Todo esto es una puesta en escena sin gloria para desplegar una fuerza internacional para someter la resistencia del pueblo haitiano y mantener el poder de los oligarcas haitianos, actualmente dirigidos por el régimen ilegítimo de Ariel Henry, en nombre de estrechos intereses privados con sede en los Estados Unidos, Canadá, Francia y otros lugares.

¡Manos fuera de Haití! ¡Canadá, Estados Unidos, Francia, Kenia, Core Group y cualquier otra fuerza extranjera, fuera de Haití!

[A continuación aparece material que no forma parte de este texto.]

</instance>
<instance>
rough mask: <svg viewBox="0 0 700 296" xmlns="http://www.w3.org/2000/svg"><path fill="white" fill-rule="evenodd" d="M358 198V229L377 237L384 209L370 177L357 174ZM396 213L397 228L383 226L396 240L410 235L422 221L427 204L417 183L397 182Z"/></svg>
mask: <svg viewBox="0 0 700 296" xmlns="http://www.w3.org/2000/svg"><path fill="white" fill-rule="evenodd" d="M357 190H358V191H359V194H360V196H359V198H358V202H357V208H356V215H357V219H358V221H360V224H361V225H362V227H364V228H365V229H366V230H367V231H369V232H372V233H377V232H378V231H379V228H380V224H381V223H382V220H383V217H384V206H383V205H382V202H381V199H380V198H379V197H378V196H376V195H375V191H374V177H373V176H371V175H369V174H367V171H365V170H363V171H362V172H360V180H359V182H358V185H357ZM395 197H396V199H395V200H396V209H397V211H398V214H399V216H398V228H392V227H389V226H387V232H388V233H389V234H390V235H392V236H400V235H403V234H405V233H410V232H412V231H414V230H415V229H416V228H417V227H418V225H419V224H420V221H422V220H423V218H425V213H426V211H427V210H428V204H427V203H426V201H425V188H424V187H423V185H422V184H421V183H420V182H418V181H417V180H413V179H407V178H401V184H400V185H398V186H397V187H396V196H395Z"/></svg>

Nota 1. El Grupo Central es una organización intergubernamental informal integrada por embajadores de los Estados Unidos, Brasil, Canadá, Francia, Alemania, España y la Unión Europea, y representantes de las Naciones Unidas y la Organización de los Estados Americanos (OEA). A pesar del hecho de que el derecho internacional y la Convención de Viena prohíben que las embajadas extranjeras se inmiscuyan en los asuntos internacionales de los Estados soberanos, el llamado Grupo Central se reúne a menudo para suprimir la lucha del pueblo haitiano por la paz, la libertad y la democracia. El Core Group tiene sus orígenes en la reunión de 2003 de la "Iniciativa de Ottawa sobre Haití", donde funcionarios estadounidenses, franceses, de la OEA y canadienses decidieron deponer al Presidente Aristide y posteriormente instalaron una fuerza de ocupación de las Naciones Unidas. A instancias suyas, fue establecido formalmente por el Consejo de Seguridad de la ONU después de que las tropas estadounidenses, francesas y canadienses derrocaron al gobierno electo de Haití en 2004. Se presenta como "asesoramiento" sobre cómo resolver las "crisis socioeconómicas y políticas" de Haití y "mejorar la democracia en el país".